From the Andes, about 2,800 meters above sea level, in the Andean town of Tabacundo, a group of visionaries and among them José Cevallos, begin the migration of toquilla straw, in the form of the most elegant and fine hat to become the Ideal complement to good dress.
This is how José Cevallos arrives in Havana in the second decade of the last century.
Credit: Taken from the books of the Museo de Mama Nati
In the XX century in Ecuador, the merchant José Cevallos, took the hat business through towns and cities of the country and beyond; through Central America and the Antilles, advancing to the United States; New York, San Jose de Costa Rica, Havana, Panama, those who returned to the land with silver and riches of the customs, to modify the environment and saturate it with better days. Actually, Tabacundo began to live comfortably and slackly.
Now grandchildren Cevallos family successfully continue this business.
Panama hats first gained popularity in 1906. United States president Theodore Roosevelt had worn one of these hats—actually made in Ecuador, despite the name—when
visiting the construction site of the Panama Canal, helping cement the Panama hat as an internationally recognized symbol of casual elegance.

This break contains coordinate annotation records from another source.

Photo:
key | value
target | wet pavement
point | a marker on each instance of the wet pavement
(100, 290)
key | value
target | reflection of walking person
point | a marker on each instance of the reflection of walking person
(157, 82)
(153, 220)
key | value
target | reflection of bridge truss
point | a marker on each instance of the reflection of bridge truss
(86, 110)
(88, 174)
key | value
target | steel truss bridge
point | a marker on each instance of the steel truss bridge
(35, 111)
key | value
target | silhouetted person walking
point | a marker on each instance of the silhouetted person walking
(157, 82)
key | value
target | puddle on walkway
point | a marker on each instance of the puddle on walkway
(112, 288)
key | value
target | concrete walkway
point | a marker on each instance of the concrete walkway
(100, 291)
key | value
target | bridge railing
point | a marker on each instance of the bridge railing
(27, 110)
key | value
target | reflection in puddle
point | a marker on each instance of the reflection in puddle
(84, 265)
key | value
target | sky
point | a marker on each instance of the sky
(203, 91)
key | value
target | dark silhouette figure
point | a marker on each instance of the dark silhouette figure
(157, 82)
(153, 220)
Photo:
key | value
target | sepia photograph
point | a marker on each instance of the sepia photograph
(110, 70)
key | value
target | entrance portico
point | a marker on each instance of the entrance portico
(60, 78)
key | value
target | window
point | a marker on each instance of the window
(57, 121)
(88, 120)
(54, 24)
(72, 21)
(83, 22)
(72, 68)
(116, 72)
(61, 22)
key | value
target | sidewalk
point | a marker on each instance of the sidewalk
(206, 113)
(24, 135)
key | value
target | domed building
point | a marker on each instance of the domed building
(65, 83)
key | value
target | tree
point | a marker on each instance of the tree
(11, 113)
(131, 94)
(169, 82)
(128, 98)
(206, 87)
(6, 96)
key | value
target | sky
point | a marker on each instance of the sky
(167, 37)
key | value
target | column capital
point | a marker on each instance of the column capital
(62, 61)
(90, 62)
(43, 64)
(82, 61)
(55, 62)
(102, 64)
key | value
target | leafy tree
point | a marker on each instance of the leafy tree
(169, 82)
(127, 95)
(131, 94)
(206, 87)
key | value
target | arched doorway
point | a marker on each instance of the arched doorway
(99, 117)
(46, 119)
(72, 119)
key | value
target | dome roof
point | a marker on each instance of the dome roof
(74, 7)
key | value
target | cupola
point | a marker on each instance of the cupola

Panama hats are the product of artisanal techniques passed down through the generations, representing extraordinary cultural heritage. The technique for weaving fine toquilla straw was even added to UNESCO's list of Intangible Cultural Heritage on December 6, 2012. RONNEL hatmakers weave 9 to 35 straws per inch to produce handmade pieces of the highest quality.
RONNEL is proud to work with the Asociación de Tejedoras de Sombreros y Artesanías de Paja Toquilla to bring their straw hats to the international fashion world while highlighting the traditional art of this Ecuadorian community.